Of course we're interested. Care to elaborate?
Charles Dean Miller at one time had associated with a Californian treasure hunting club where some have claimed he first saw a copy of the "Lue map" Even back then there was speculation of its origin.
I congratulate Old bookaroo on some brilliant observations as that was origins of the Lue. Two key points he raised one that an unpublished document in the Santa Fe Archives and references in the Smithsonian institute. The Date of 1890 is interesting as it predates the alleged Nazi theories as the Nazi party did not exist in its last form, except for Thurle ultima society in Germany from memory. So I leave that line of thought to the conspiracy theorists.
One should ask why would such a institution as the Smithsonian institute mention such a document? Clearly this connection is some thing to be investigated deeper.
The Smithsonian at one time acquired the papers of George Davidson from the Californian academy of Sciences after his death. George Davison had an friendship with a man called James Lick.
James Lick was one of the most wealthiest men in California who was known by some as a grumpy old miser but could be at times a marvelous benefactor to society.
Despite his eccentricities, Lick is best remembered for his strong will and determination, his ambition and drive, his honesty and generosity. Yet there lingers about the edges of these harder qualities, a shade of resignation, even fatality. Once, while carrying an ox-yoke on his shoulders, he was overtaken by a friend with a horse and wagon who offered him a ride. Lick thanked the man but declined. His friend then asked if he wouldn't at least put the heavy yoke in the wagon. "So far in life", he replied, "I have born my yoke patiently, and I will not shirk my duty now".

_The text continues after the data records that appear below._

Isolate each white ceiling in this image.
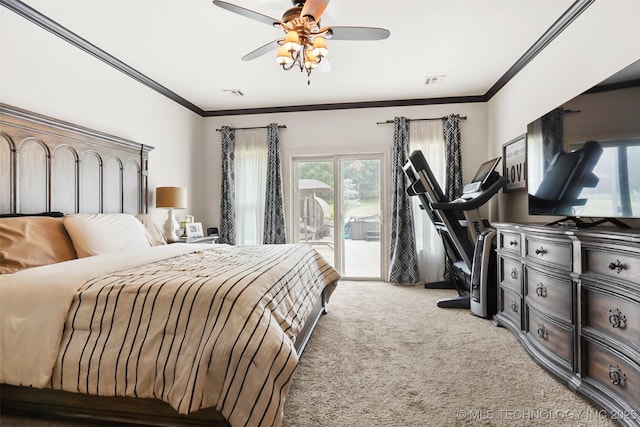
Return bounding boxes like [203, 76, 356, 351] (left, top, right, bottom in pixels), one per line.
[13, 0, 574, 111]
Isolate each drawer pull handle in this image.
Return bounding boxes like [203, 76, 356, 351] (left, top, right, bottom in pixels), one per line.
[536, 246, 547, 256]
[609, 365, 627, 385]
[538, 323, 549, 340]
[511, 301, 518, 313]
[609, 308, 627, 329]
[609, 259, 627, 274]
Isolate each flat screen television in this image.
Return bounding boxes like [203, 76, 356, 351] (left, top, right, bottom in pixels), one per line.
[527, 60, 640, 225]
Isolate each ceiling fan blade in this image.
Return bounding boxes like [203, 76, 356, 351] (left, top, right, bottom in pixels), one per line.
[242, 39, 280, 61]
[213, 0, 282, 27]
[300, 0, 329, 22]
[327, 27, 391, 40]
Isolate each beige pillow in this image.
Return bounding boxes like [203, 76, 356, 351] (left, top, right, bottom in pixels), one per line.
[64, 213, 151, 258]
[136, 214, 167, 246]
[0, 216, 76, 274]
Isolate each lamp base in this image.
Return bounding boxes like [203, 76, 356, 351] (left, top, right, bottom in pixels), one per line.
[164, 208, 180, 242]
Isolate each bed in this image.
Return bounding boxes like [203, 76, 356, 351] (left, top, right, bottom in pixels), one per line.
[0, 105, 339, 427]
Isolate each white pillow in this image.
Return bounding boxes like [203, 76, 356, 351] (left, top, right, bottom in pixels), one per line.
[64, 213, 151, 258]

One evening in his 77th year, alone in the kitchen of his Santa Clara homestead, Lick collapsed from a severe stroke. In the morning he was found, alive but helpless, by his foreman, Thomas Fraser, a man who, years before, had earned a job by unquestioningly following Lick's orders to stack and restack a pile of bricks in the rubble of a burnt house. Lick lived another three years, but never completely regained his health.
His estates now included, in addition to many properties in San Francisco and the Santa Clara Valley, holdings on the shores of Lake Tahoe, a huge ranch in Los Angeles County, and all of Santa Catalina Island off the southern California shore. He was among the richest men in a state noted for its riches.
Lick's infirmity forced him to move to a room in his San Francisco hotel, where he could be more easily cared for. It was there that he turned his attention to the disposition of his fortune, formulating a variety of bequests ranging from public baths to a home for aging widows, from a generous donation to an orphanage to one for the prevention of cruelty to animals, from the foundation of a vocational school to monuments honoring his parents and grandfather.
Never far from his mind, however, was the monument he wished to leave to his own memory. At first, Lick wanted to set aside a million dollars to erect enormous statues of himself and his parents, so tall as to be visible far out to sea. This plan was abandoned when a friend pointed out that the monumental statues would make vulnerable targets in the event of a naval bombardment. The scheme was replaced by an even grander one: a pyramid, larger than the Great Pyramid in Egypt, to be built in downtown San Francisco upon a block which he entirely owned! But, to the lasting benefit of science - if not to the San Francisco tourist trade - Lick's thoughts were turned from pyramids to telescopes by the efforts of George Davidson of California Academy of sciences.
The "Lue" was I believe part of series of drawn ideas of monuments by James Lick during the years before he died. His drawing was later taken out of context by others as a possible treasure map few years after Licks death with the originator and context of the drawing forgotten.
The lost James Licks drawing via the scattered papers of George Davidson became this alleged mystery "Lue" map to a fortune in treasure.